Sin embargo, quien consiguió organizar una verdadera iglesia clandestina en la capital fue José María García Lahiguera, director espiritual del Seminario Mayor y futuro arzobispo de Valencia. Lo hizo a partir de diciembre de 1936. Con anterioridad vivió refugiado en la embajada finlandesa hasta que tuvo que abandonarla, el 3 de diciembre, a causa de un asalto de las milicias populares. Contó siempre con la colaboración de José María Taboada, secretario nacional de Acción Católica y, como enlace con el exterior, con el párroco de la iglesia de San Luis de los Franceses, el padre Azemar quien, gracias a disponer de pasaporte diplomático, podía viajar con relativa libertad.

Lahiguera tuvo la fortuna de disponer, gracias a su hermano, de un piso en Diego de León, 25, propiedad del socialista Fernando de los Ríos, entonces embajador de España en Estados Unidos. Desde un lugar tan poco sospechoso pudo trabajar casi con total inmunidad. Fundó primeramente Socorro Blanco Sacerdotal, una entidad destinada a aliviar las necesidades de los sacerdotes supervivientes.

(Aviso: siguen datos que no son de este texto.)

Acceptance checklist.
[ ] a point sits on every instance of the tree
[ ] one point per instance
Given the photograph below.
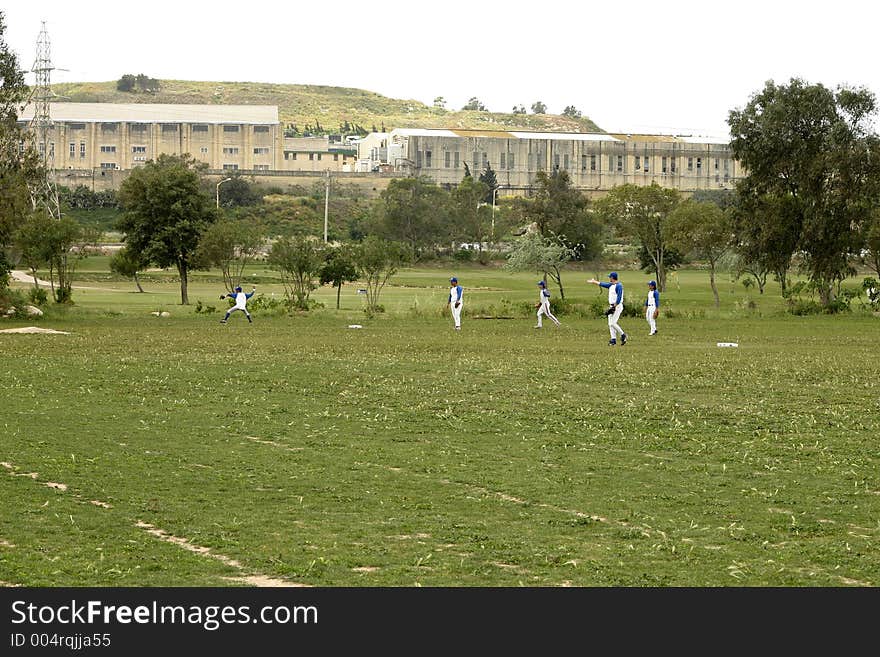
(19, 163)
(475, 105)
(703, 228)
(229, 245)
(377, 261)
(414, 211)
(643, 213)
(546, 255)
(299, 261)
(166, 212)
(489, 179)
(813, 152)
(339, 268)
(125, 263)
(558, 209)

A mediados de 1937 su acción pastoral recibió el aval del obispo quien, a través de la embajada francesa, le encargó oficialmente que dirigiera y coordinara el trabajo de los sacerdotes de la diócesis que, de modo clandestino, continuaban con su ministerio.

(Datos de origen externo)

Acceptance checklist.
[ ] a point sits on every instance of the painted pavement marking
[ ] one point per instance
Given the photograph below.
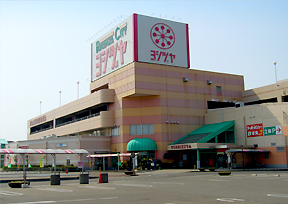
(36, 202)
(97, 187)
(216, 180)
(55, 189)
(9, 193)
(230, 200)
(135, 185)
(278, 195)
(67, 201)
(168, 183)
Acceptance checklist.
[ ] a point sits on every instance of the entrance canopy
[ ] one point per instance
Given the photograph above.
(246, 150)
(210, 133)
(43, 151)
(110, 155)
(141, 144)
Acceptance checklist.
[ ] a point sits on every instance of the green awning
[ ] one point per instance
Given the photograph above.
(141, 144)
(206, 132)
(3, 141)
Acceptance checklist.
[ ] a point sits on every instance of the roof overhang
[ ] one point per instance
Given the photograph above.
(201, 146)
(246, 150)
(141, 144)
(110, 155)
(43, 151)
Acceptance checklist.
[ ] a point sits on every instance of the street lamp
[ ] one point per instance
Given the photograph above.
(78, 89)
(275, 71)
(40, 107)
(60, 96)
(242, 158)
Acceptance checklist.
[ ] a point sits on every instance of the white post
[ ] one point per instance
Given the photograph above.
(24, 172)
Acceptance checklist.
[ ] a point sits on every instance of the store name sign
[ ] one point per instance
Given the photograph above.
(273, 130)
(112, 51)
(38, 120)
(254, 130)
(180, 146)
(141, 39)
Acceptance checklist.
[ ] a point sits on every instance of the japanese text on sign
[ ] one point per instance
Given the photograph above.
(254, 130)
(162, 56)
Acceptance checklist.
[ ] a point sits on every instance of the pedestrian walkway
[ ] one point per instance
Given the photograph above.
(6, 177)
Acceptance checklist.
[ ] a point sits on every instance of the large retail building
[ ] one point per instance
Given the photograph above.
(145, 98)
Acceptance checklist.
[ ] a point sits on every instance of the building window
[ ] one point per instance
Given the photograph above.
(116, 131)
(146, 129)
(218, 89)
(135, 130)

Cesáreo Barroso, párroco de Humanes de Madrid, contó con el uso de otro piso, en ese caso de un militar republicano, en Hermosilla, SS. Barroso se procuró un carné de la CNT, del sindicato de la Enseñanza, y con este salvoconducto y la complicidad del portero de la finca, convirtió el piso en un centro de acción pastoral.

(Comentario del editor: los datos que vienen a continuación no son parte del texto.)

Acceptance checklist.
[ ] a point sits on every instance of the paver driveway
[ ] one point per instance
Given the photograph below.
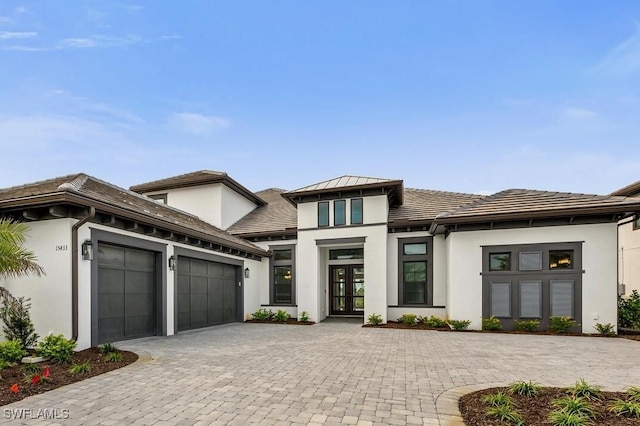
(333, 372)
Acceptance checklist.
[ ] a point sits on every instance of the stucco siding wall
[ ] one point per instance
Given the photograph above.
(599, 288)
(234, 207)
(629, 257)
(50, 294)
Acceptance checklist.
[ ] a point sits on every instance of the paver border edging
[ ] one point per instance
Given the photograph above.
(447, 402)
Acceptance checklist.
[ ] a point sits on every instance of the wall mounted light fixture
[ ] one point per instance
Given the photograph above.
(87, 250)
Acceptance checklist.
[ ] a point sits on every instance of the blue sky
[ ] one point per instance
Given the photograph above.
(469, 96)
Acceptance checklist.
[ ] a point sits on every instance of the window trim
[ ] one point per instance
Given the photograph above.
(352, 222)
(427, 258)
(272, 280)
(335, 216)
(322, 204)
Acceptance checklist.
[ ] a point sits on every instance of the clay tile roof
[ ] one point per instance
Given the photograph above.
(513, 204)
(424, 205)
(347, 183)
(88, 190)
(201, 177)
(631, 190)
(277, 217)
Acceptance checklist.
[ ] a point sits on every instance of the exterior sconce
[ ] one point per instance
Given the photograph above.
(87, 250)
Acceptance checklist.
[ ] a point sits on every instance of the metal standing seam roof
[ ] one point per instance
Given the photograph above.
(90, 189)
(200, 177)
(526, 203)
(341, 182)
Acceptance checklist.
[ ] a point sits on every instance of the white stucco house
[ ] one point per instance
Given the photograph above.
(200, 249)
(629, 245)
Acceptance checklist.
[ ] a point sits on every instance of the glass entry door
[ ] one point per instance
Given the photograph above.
(346, 290)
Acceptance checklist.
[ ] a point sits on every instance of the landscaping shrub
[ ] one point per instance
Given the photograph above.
(11, 351)
(629, 311)
(562, 324)
(522, 388)
(585, 390)
(526, 325)
(113, 357)
(434, 321)
(492, 324)
(459, 325)
(625, 408)
(607, 329)
(56, 347)
(14, 313)
(263, 314)
(281, 316)
(374, 319)
(304, 316)
(83, 367)
(408, 319)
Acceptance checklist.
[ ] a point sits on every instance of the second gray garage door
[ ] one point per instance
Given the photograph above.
(207, 293)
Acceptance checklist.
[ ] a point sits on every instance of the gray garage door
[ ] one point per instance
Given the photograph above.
(126, 293)
(207, 293)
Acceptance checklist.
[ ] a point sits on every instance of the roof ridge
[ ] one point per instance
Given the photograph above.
(445, 192)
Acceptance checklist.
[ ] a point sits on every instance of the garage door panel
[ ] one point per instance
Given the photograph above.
(139, 282)
(111, 280)
(137, 260)
(126, 293)
(109, 255)
(198, 267)
(209, 303)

Uno de los sacerdotes que, desde una estricta clandestinidad, trabajó más incansablemente para mantener el pulso católico de la ciudad fue Dimas Sigüenza, de la parroquia de El Salvador y San Nicolás. En su palmarés constan noventa y ocho bautizos, cuarenta y cuatro bodas, más de siete mil confesiones y más de ocho mil comuniones

En la calle Hermosilla, concretamente en el número 12, se refugiaron un grupo de monjas Reparadoras, procedentes del convento de la calle Torrija, a las que se sumaron otras cinco que se habían refugiado inicialmente en una fonda de la calle de la Cruz. Las reducidas dimensiones del lugar no fueron inconveniente para realizar desde allí una labor tan intensa de culto y de ayuda que se convirtió, por renombre popular, en la «catedral de Hermosilla». Se da la circunstancia de que al lado del edificio había una Comisaría de Gobernación… No cabe decir, pues, con qué sigilo y prudencia actuaron aquellas monjas durante los tres años de guerra…

Uno de los factores que permitieron consolidar una organización eclesiástica eficaz fue contar con una persona, Félix Verdasco —alias «Kodasver»—, infiltrada, gracias a disponer de un carné del Partido Sindicalista de Pestaña, en las oficinas de Socorro Rojo Internacional, la organización comunista liderada en España por Tina Modotti.[236]

Valencia

En la ciudad del Turia, la diócesis quedó confiada al vicario general, Miguel Payé Alonso quien, refugiado en una clínica de la capital, pudo ejercer, con la ayuda de tres sacerdotes, una acción pastoral eficiente.

El sacerdote Bernardo Asensi fue el complemento imprescindible a esta improvisada curia: consiguió establecer más de diez puntos estables en la ciudad donde él personalmente u otros sacerdotes oficiaban misa y administraban los sacramentos.